Square Foot Gardening List - http://www.flinet.com/~gallus/sqft.html

 > My question
 > has to do with the placement of upright tomatos.  My garden space is 
 > 4'x8'.  The 4' sides face east and west, the 8' sides face north and 
 > 
 > 
 >                         South
 >                    xxxxxxxxxxxxxxxxxxxxxx
 >       west side    x T                  x
 >                    x T                  x  
 >                    x T                  x
 >                    x T                  x
 >                    xxxxxxxxxxxxxxxxxxxxxx
 > 
 > Teresa  :-)
 
 In my garden I put all my vertically grown crops
 (Some Tomatoes, Squash, Cucumbers, Snowpeas, pole beans)
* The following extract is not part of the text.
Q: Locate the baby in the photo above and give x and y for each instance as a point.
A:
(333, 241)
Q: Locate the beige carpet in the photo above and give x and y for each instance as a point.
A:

 on the North end of beds.  My beds are aligned the same as yours
 and I find that this way does not shade any part of the garden.
 I then put bushy plants in the middle and finish up with small
 plants on the front (south) side and ends.
 
 			   The Sun
 
           SOUTHENDSOUTHENDSOUTHENDSOUTHEND
           E herbs  onions garlic lettuce W
           A onions caged peppers lettuce E
           S lettuce caged tomatoes chivesS
           T Vining plants X  (Trellised) T
           NORTHENDNORTHENDNORTHENDNORTHEND
 
 	               North
 
 Something like above, for two (soon to be three beds)
 I also have in the past grown some vining plants away from
 the garden (using fence posts)  In fact the new fence I am
 putting up is specifically designed to also be a trellis
 along it's entire 40 foot length.  
 
 If you find 8 feet too long a length for your trellis you could just
 center it on the north side.
 
 I do not use a traditional trellis.  I wanted to be able to reach
 through it.  My Trellis is actually an old strong clothes line that
 runs over the last row of my garden.  The clothes line is 32 feet long
 and could never support all the veggies I grow there.  So I push a 
 ten foot long piece of electrical conduit vertically down into each bed
 that I plan to use for crops.  See the X in the diagram above.
 I then lash the clothes line to this piece of conduit.  The steel posts
 that hold the ends of the clothes line keep it from moving back and
 forth and the conduit holds it upright against the local load of 
 the crops.  I then drop twine down from the clothes line and tie loops
 into that I can later on train the plant thru.  Some plant like tomatos
 I give several twines to climb and loop them back on themselves.  
 Others like peas that just go straight I just go outside every few
 days and wrap their tendrals around the twine I want them on.  
 I am using cheap plastic twine.  It lasts the season but I have to
 put knots or loops in it occassionly or risk having a heavy tomato
 plant slide down to the ground near the end of the season.  Downside
 of the plastic is if any get on the ground it fouls the lawn mower.
 I have tried cotton string but it tended to fail before the season was
 done.  And a 5000 foot spool of the twine only cost around $5-6.
 I store the twine away from the sun though.  It will last for years
 but once outside, it only is good for one season.